Molloy believes the market will see significant year on year growth over the next few years but anticipates even greater take up between 2024 and 2030 if these trends follow through. Meanwhile, brokers amassing the right information and data now will give them something of a first-mover advantage.
“That’s what we’ve done actually,” he said. “We used COVID as a bit of an opportunity. We knew electric vehicles were coming so we dedicated a whole team to the R&D side of this and we purchased vehicles quickly, probably earlier than any other rental provider. By doing that we’ve been able to gather data early and create thought leadership that has allowed us to make an association between AX and EV. And we’re getting insurers and brokers coming to us, asking us for information.”
Brokers do have an opportunity to be early movers in this space and to create genuine brand association, he said, and that’s the biggest opportunity he can see for them at the moment. Right now, LV= stands out by a country mile, he noted, and they’ve thrown a lot of resources at EV so, there’s a lot of catching up to do for some of the other brands.

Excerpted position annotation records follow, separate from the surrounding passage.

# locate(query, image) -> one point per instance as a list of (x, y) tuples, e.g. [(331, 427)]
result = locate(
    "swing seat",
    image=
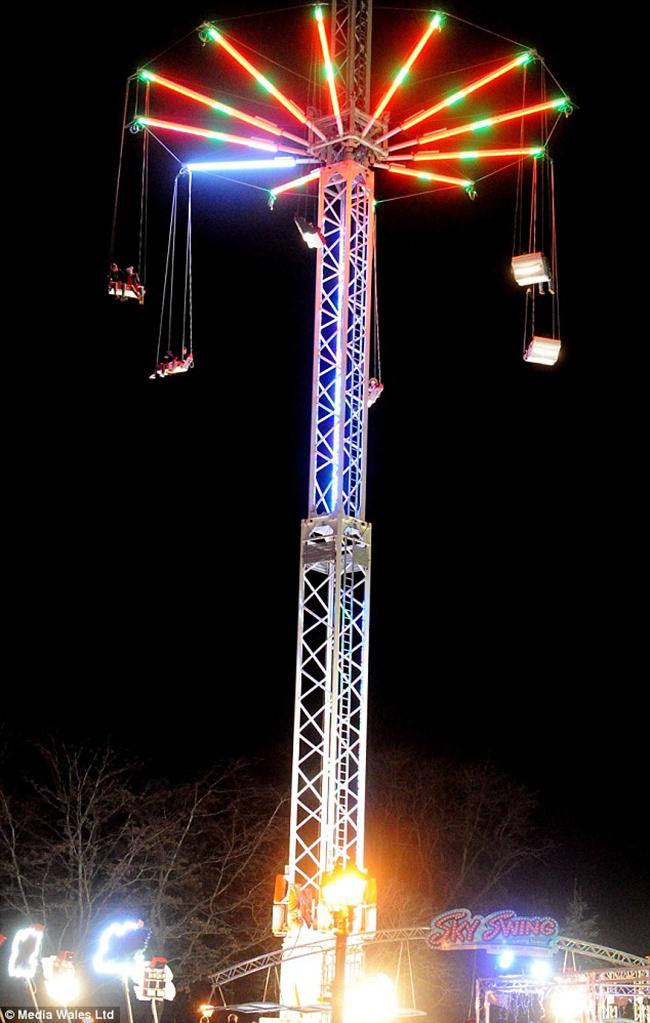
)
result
[(128, 293), (532, 268), (171, 368), (375, 389), (544, 351)]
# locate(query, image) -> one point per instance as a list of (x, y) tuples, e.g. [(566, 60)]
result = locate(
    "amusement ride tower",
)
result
[(331, 703), (342, 150)]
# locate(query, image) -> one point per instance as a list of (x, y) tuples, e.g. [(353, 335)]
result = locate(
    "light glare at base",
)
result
[(25, 950), (540, 969), (374, 999), (63, 989)]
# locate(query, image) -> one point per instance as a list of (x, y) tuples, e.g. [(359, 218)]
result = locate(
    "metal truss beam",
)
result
[(351, 34), (259, 963)]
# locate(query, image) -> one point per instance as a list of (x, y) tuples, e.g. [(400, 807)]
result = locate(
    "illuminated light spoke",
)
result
[(329, 70), (296, 183), (436, 23), (426, 175), (218, 136), (477, 153), (518, 61), (289, 104), (525, 112), (216, 104)]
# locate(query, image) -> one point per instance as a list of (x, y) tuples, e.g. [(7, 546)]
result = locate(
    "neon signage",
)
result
[(463, 929)]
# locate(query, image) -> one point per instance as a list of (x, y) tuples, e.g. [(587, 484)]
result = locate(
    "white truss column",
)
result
[(330, 726), (337, 478)]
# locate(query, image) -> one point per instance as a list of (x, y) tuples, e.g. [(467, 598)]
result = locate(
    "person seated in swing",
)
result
[(133, 282), (171, 364), (115, 279), (375, 389)]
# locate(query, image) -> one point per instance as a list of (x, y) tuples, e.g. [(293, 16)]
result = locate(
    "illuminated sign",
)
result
[(463, 929)]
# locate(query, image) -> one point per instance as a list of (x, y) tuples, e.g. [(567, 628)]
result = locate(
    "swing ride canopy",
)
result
[(447, 132)]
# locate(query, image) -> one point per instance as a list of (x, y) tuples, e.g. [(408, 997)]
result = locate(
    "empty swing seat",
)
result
[(544, 351), (531, 268)]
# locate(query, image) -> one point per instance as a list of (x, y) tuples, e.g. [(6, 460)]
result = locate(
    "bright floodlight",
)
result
[(374, 999), (118, 945), (25, 951), (531, 268), (545, 351), (344, 887)]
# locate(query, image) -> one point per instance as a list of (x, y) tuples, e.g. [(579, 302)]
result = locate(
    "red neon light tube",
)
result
[(289, 104), (216, 104), (426, 175), (456, 96), (329, 70), (436, 23), (296, 183), (485, 123)]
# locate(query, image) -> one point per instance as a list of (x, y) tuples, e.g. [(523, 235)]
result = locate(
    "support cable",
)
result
[(455, 17), (172, 222), (520, 180), (187, 297), (554, 258), (166, 147), (173, 268), (378, 350), (119, 177), (141, 261)]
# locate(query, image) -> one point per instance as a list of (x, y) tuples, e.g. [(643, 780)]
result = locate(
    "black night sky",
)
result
[(154, 590)]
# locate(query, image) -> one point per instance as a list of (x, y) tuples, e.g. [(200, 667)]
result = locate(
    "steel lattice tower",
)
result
[(342, 150), (331, 703)]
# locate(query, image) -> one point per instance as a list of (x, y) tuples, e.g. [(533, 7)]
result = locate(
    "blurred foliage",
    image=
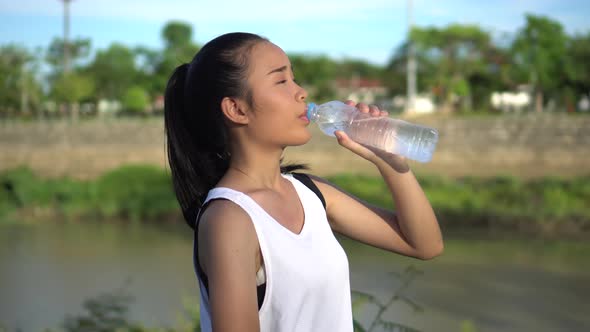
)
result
[(460, 65), (136, 100), (134, 192), (142, 192)]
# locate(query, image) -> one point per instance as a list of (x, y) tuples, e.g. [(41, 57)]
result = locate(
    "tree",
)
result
[(114, 71), (136, 100), (179, 49), (455, 53), (72, 88), (79, 49), (19, 88), (577, 66), (539, 49)]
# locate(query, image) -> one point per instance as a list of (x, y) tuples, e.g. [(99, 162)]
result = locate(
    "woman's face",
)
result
[(279, 114)]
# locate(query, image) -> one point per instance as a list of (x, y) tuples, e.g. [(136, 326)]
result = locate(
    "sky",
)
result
[(370, 30)]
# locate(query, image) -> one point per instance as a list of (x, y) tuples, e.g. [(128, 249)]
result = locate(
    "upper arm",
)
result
[(361, 221), (227, 248)]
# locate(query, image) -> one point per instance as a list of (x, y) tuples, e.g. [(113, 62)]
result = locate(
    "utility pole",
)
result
[(66, 35), (411, 64)]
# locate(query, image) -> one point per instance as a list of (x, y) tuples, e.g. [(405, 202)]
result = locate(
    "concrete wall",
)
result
[(523, 145)]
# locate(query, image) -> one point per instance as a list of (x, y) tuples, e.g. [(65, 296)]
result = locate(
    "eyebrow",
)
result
[(278, 70)]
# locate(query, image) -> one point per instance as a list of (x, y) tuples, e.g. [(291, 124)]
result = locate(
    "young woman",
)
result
[(265, 253)]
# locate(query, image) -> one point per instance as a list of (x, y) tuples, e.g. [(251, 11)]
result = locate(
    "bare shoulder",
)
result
[(225, 229), (330, 191)]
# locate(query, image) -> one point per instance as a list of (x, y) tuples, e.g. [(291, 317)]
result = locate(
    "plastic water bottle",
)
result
[(391, 135)]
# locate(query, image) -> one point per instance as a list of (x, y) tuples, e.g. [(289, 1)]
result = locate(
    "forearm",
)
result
[(415, 215)]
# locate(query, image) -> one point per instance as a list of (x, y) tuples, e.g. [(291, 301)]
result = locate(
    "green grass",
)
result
[(497, 201), (144, 192)]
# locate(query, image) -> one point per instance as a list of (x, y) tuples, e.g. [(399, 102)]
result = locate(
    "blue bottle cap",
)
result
[(310, 107)]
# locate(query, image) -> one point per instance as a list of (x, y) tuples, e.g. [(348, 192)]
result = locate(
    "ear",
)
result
[(234, 110)]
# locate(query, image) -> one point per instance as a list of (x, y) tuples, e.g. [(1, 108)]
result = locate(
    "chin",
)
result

The key that brokers looking to make a name for themselves in the EV space must recognise, he said, is the need to focus on service when it comes to EV drivers. EV drivers need to feel reassured that their broker is along with them for the journey and will be able to assist and support them on the way. It’s not just about understanding the risks, but also about how to deal with customers at the moment of truth, which is a claim.
“When that accident happens, do you have the right capability within your repair network? Can you provide a like-for-like vehicle?” he asked. “Because for EV drivers, those are the main considerations.”